Mit progressiver Rockmusik ein größeres Publikum zu erreichen, ist in Mecklenburg-Vorpommern ein schwieriges Unterfangen. Der umtriebige Manager der Rostocker Band Inspierty startete im vergangenen Jahr den Versuch, in verschiedenen Städten Konzerte unter dem Motto „Prog-Night“ zu organisieren, auf denen sich regionale Prog-Bands präsentieren können. Eine der Bands, die bei diesen Konzerten häufig mit auf der Bühne stand, ist Dawnation aus Neubrandenburg. Ja, genau die Band, die 2023 bei ihrem allerersten Gig auf dem ArtRock Festival in Reichenbach einen überwältigenden Erfolg verzeichnen konnte, der Veranstalter und Fans gleichermaßen begeisterte.
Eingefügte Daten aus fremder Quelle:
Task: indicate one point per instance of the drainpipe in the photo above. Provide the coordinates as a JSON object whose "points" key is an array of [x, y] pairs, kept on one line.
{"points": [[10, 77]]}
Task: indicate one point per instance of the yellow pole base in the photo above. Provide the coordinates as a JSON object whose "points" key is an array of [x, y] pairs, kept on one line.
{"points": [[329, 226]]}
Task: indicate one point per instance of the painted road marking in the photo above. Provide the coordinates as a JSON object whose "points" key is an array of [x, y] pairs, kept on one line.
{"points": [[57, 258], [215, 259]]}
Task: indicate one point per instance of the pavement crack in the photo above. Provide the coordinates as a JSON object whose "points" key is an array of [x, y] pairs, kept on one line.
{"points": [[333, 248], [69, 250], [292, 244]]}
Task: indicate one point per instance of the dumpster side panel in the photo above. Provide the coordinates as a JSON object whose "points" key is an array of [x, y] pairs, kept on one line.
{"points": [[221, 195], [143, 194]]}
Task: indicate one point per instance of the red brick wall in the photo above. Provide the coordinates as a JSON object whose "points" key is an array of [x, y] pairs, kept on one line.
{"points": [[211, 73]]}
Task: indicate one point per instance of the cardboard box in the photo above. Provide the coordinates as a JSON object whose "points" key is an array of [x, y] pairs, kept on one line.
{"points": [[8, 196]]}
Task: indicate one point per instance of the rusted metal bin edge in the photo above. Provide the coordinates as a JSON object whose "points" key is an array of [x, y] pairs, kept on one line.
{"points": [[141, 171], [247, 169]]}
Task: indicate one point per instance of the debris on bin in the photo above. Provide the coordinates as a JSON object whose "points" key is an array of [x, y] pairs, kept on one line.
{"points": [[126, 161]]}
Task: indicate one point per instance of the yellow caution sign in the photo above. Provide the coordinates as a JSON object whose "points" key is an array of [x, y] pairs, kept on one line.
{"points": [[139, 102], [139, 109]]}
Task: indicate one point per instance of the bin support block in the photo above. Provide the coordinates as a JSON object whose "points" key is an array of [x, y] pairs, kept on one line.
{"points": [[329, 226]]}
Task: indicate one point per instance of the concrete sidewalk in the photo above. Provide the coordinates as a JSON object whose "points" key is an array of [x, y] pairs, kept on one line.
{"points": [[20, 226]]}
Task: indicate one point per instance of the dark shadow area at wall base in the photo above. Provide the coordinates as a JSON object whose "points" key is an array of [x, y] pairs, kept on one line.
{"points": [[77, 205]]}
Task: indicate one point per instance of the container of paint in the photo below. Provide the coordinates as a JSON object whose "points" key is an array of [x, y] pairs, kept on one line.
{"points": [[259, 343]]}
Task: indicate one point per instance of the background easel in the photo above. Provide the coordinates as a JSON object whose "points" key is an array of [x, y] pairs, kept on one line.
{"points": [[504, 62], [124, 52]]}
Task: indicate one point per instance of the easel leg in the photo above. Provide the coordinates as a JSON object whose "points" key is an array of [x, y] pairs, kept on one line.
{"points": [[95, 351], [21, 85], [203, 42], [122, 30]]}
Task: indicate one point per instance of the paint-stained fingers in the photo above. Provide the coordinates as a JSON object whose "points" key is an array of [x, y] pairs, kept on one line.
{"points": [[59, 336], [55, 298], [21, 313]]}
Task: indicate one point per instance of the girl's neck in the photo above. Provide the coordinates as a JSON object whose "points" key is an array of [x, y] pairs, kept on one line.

Kein Wunder eigentlich, denn drei der fünf Musiker spielten von 1998 bis 2004 schon in der Band Glistening Dawn zusammen, die in der deutschen Prog-Szene nicht unentdeckt blieb. Ich bin seinerzeit großer Fan dieser Formation gewesen, die während ihrer gemeinsamen Zeit immerhin drei Alben veröffentlichte.

Umso mehr erfreute es mich, dass die Jungs, oder jetzt besser – die Herren – wieder zueinander fanden, um neue Songs zu schreiben. Keyboarder Bert Wenndorff, Gitarrist Christoph Piel und Sänger Jan Mecklenburg vervollständigten ihre neue Band um eine Rhythmusgruppe und veröffentlichten 2020 ihr erstes Album The Mad Behind unter dem neuen Bandnamen Dawnation. Das Album stieß in einschlägigen Medien auf positives Echo. Corona bedingt hatte die Band keine Auftrittsmöglichkeiten und auch das gemeinsame Proben gestaltete sich während der Pandemie schwierig. Doch der kreative Prozess kam nicht ins Stocken. Der neue Drummer, Damian Krebs, brachte zusätzlich frische Impulse ein. So erschien am 14. April 2023 ihr zweites Album …well for the past, also genau einen Tag vor ihrem umjubelten Auftritt in Reichenbach.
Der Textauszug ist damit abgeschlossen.